Esaù ebbe l’audacia di dire: “La mia primogenitura, il mio futuro, la mia storia, la discendenza: tutto questo mi importa poco; preferisco il piatto di lenticchie del presente […]” […]. Finora l’occidentale è stato un figlio fedele di Giacobbe. Quindi, senza disprezzarlo, poiché ci è indispensabile per la primogenitura, la spiritualità contemporanea dovrebbe apprendere da Esaù questo voler vivere felice, gustando la gioia di ogni istante.

Va detto, però, che ciò potrebbe portare all’estremo opposto: dall’eccessiva preoccupazione per il domani, alla totale adesione ad un edonismo sfrenato.
Su questo, Panikkar ha torto: troppi, in occidente, hanno – producendo gravi guasti – preferito il piatto di lenticchie del presente. Lo stesso autore, però, corregge il tiro:

E siccome, in fin dei conti, sono fratelli gemelli, entrambi potrebbero essere per l’occidente il simbolo e lo stimolo della sua spiritualità, della spiritualità per questo nostro tempo.
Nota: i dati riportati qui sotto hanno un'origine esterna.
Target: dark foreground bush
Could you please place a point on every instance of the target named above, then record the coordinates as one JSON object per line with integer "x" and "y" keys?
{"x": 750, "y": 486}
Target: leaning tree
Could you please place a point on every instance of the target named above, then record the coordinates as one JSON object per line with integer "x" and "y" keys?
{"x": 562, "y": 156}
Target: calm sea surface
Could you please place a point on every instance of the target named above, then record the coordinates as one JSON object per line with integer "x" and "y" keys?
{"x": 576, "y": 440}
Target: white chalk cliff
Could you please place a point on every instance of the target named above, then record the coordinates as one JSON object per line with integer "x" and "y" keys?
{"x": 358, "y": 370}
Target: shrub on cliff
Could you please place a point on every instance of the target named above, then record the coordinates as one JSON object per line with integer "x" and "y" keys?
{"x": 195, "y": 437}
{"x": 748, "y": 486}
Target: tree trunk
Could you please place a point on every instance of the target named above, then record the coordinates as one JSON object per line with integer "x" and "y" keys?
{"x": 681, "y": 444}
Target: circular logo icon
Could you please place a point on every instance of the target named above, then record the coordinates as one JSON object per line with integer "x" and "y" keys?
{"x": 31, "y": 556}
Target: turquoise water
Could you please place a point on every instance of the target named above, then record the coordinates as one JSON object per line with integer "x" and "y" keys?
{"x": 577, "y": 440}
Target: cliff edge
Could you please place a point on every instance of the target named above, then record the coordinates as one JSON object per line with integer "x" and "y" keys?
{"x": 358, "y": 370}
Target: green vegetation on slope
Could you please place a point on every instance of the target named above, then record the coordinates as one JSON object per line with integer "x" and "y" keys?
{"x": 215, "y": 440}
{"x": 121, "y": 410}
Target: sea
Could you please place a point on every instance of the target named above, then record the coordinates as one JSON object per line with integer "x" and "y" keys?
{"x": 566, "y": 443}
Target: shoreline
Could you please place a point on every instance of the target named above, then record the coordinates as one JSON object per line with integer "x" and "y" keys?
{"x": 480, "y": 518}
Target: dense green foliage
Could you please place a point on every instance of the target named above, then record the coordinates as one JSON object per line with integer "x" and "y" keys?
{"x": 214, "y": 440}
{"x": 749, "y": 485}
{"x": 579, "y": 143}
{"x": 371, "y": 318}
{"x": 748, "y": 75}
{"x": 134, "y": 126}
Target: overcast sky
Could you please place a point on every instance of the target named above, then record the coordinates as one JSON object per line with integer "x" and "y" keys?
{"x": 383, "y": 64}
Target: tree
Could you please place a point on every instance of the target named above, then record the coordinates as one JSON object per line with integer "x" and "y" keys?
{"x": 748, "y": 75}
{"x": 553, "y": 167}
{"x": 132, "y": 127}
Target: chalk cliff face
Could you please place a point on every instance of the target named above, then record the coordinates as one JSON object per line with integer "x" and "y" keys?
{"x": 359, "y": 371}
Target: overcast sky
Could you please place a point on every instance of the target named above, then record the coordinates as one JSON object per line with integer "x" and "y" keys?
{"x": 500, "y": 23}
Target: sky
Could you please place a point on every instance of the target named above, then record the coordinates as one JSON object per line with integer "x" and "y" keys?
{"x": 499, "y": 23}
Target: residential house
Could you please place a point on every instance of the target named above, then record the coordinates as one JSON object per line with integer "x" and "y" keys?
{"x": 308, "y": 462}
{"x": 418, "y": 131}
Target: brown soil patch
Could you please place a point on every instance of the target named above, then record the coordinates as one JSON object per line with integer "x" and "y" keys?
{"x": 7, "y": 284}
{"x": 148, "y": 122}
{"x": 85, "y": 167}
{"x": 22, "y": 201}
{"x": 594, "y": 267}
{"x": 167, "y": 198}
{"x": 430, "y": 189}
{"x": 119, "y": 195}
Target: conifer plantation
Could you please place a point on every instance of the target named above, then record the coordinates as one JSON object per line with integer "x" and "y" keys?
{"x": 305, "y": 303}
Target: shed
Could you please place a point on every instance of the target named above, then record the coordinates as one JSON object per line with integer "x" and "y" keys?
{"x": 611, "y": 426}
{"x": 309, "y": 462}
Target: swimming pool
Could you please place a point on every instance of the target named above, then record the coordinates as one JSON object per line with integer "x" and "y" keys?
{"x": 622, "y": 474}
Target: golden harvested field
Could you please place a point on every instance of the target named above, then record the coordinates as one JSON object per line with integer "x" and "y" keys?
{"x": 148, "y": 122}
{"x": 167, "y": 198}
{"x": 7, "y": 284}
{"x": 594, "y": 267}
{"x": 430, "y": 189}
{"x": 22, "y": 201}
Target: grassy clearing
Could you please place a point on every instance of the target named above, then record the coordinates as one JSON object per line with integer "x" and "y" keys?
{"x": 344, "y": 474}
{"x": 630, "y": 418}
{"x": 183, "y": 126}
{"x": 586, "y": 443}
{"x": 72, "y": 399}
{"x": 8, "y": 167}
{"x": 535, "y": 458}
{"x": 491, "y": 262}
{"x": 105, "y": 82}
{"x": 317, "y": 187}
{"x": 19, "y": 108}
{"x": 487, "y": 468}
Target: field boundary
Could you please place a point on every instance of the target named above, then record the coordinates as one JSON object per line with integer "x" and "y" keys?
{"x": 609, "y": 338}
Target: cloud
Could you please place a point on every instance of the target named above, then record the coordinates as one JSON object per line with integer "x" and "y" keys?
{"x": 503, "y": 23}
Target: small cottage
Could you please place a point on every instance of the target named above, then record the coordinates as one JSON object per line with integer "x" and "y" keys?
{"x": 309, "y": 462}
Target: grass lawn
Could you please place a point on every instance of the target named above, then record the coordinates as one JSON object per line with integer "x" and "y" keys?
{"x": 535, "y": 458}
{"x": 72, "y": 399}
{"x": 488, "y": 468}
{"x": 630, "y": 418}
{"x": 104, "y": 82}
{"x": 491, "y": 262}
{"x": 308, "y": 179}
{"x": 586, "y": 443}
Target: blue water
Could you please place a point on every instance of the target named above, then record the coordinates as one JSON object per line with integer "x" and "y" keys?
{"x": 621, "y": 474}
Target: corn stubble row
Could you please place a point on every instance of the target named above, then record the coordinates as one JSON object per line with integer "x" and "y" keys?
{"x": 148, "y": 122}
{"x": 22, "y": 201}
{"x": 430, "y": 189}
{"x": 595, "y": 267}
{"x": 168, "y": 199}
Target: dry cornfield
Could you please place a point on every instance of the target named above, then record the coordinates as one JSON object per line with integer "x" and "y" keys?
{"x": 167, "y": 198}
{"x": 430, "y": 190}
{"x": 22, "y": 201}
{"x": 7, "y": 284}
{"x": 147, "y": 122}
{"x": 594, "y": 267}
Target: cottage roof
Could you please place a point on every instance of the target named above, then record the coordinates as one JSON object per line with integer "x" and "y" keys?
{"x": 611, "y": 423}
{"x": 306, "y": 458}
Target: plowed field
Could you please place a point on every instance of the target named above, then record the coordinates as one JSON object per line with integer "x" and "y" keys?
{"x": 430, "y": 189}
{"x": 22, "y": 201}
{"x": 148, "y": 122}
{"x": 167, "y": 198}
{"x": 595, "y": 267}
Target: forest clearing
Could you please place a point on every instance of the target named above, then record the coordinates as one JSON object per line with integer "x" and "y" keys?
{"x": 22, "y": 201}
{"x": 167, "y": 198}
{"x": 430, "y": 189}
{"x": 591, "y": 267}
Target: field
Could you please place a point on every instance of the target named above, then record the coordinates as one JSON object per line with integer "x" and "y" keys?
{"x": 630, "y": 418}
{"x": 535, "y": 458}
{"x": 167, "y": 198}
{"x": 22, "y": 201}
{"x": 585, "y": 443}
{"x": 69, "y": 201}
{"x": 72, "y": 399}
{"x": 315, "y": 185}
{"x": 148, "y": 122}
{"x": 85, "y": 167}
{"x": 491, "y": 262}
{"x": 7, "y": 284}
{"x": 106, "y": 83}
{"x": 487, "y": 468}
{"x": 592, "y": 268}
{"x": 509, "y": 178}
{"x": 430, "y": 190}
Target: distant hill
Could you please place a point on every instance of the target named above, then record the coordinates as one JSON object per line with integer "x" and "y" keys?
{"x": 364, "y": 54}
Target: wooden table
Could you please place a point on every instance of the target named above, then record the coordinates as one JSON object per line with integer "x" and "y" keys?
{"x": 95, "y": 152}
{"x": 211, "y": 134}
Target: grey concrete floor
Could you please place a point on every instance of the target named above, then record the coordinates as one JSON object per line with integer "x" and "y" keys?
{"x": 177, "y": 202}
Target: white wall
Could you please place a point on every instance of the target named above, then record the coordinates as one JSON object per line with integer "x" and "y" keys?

In noi ci siano Giacobbe ed Esaù: in noi devono riconciliarsi; sì, proprio come avviene nelle Scritture!
Si tratta di imparare a gustare le lenticchie del momento senza disinteressarsi degli altri, assumendoci le nostre responsabilità verso il futuro.
Riconciliati in noi Giacobbe ed Esaù avremo l’uomo completo che cerca Dio non nei piaceri o di là di essi, né malgrado essi. Si cerca Dio, si costruisce il futuro, si fa la storia gustando le lenticchie e, allo stesso tempo, condividendole con chi manca del necessario per vivere con dignità!
In questo modo, sperimenteremo una vita modulata sul basso continuo della grazia che Dio ci elargisce nella benedizione faticosamente strappata al guado del fiume della Storia che ci separa dal tempo escatologico.